# Gasoline News



## myoung (Apr 15, 2002)

ConocoPhillips Gasoline Meets Automakers' "Top Tier" Standards 
10/07/2004 
HOUSTON, Oct. 7, 2004 --- ConocoPhillips [NYSE:COP] is pleased to announce today that its gasoline has been recognized as a "Top Tier Detergent Gasoline" by four of the world's largest automakers -- BMW, General Motors (GM), Honda, and Toyota. 

The new Top Tier program was established by these automakers as a voluntary program to identify oil companies who provide the higher level of detergency that helps to prevent deposits on intake values and fuel injectors. Top Tier Detergent Gasoline requirements exceed the U.S. Environmental Protection Agency's minimum level of gasoline deposit control additive performance. 

"This recognition reinforces ConocoPhillips' commitment to the quality of our *Phillips 66, Conoco and 76 gasoline*,"  said Mark Harper, president, U.S. marketing for ConocoPhillips. "We feel it will give our marketers and dealers a distinct advantage in the market place."

ConocoPhillips introduced Quality PROclean Gasolines earlier this year, making the company's gasoline among the highest quality available in the market. The gasoline additive, which is available in all three grades, already exceeded the Top Tier requirements that were later established. 

"We are pleased that the quality of our gasoline has been backed up with this Top Tier recognition," Harper said. "It demonstrates our promise to consumers to provide a high quality product that will help clean their engines and reduce deposits. Cleaner burning fuels are environmentally friendlier fuels."

ConocoPhillips utilizes a network of marketers and dealers operating approximately 13,300 outlets under the Phillips 66, Conoco and 76 brands. ConocoPhillips owns and operates approximately 330 retail sites and is the largest refiner in the United States with crude oil processing capacity of approximately 2.2 million barrels of oil per day.


----------



## andre (Apr 30, 2002)

Too bad they're nowhere in MY neighborhood.....


----------



## sethwas (Apr 30, 2002)

I'm still waiting for the gas companies to charge like this:

High test (91 octane and up) charge like $3+ per gallon (they make extra profit on this).
Mid grade (89ish) charge current fuel prices so around the $2 mark.
Low grade (87 and below) charge in the $1-1.50 range. In otherwords lose money.

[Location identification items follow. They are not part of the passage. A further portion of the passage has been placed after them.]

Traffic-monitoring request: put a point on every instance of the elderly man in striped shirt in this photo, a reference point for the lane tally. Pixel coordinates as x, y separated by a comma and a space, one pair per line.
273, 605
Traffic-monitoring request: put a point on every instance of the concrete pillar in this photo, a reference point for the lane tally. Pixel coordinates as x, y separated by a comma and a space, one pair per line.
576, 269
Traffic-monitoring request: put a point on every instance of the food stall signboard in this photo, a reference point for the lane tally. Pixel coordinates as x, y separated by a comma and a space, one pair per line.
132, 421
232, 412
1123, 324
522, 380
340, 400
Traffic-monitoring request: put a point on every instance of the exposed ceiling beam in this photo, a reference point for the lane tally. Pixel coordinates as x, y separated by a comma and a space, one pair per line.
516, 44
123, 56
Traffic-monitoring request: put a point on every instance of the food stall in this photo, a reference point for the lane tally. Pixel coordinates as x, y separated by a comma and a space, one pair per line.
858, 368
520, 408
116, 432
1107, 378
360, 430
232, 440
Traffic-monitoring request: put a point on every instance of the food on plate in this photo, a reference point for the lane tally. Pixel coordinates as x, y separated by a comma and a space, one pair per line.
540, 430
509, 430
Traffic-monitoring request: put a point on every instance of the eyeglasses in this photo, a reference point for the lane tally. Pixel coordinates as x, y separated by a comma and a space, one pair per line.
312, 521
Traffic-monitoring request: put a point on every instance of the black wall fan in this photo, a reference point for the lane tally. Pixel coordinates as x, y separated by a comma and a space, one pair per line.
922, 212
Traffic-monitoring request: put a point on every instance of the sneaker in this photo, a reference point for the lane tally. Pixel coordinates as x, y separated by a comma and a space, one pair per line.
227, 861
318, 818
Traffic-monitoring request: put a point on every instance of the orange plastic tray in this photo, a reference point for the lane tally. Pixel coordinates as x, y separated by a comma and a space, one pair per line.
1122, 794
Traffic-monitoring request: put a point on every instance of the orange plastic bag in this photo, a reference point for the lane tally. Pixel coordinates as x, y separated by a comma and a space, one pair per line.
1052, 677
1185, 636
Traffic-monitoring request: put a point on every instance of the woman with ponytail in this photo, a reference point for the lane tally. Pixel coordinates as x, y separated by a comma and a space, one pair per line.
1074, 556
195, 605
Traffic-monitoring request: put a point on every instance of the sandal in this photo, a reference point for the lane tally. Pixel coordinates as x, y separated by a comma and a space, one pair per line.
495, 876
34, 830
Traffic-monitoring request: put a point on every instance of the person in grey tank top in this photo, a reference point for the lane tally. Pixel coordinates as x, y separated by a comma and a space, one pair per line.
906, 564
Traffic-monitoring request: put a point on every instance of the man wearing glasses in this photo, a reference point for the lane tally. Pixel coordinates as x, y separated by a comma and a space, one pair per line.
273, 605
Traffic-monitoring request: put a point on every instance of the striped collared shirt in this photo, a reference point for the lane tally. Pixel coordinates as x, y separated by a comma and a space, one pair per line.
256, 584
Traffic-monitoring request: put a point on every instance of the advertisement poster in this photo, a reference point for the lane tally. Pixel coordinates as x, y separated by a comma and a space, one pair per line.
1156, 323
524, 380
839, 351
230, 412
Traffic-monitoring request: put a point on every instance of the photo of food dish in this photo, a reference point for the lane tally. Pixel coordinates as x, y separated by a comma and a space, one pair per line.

This way people will shop for gas accordingly. and if they want to save a buck by putting cheapo in a ferrari they'll screw up their engine and will learn a thing or 2. (like pay up or buy a car that runs on 87)

Seth


----------



## Zac (Mar 10, 2004)

I wonder how it compares with Chevron with Techtron...


----------



## myoung (Apr 15, 2002)

NickZac said:


> I wonder how it compares with Chevron with Techtron...


Obviously just below the top tier


----------



## Zac (Mar 10, 2004)

myoung said:


> Obviously just below the top tier


too bad we dont have anyone who sells it around here . guess ill stick with V power or techtron.


----------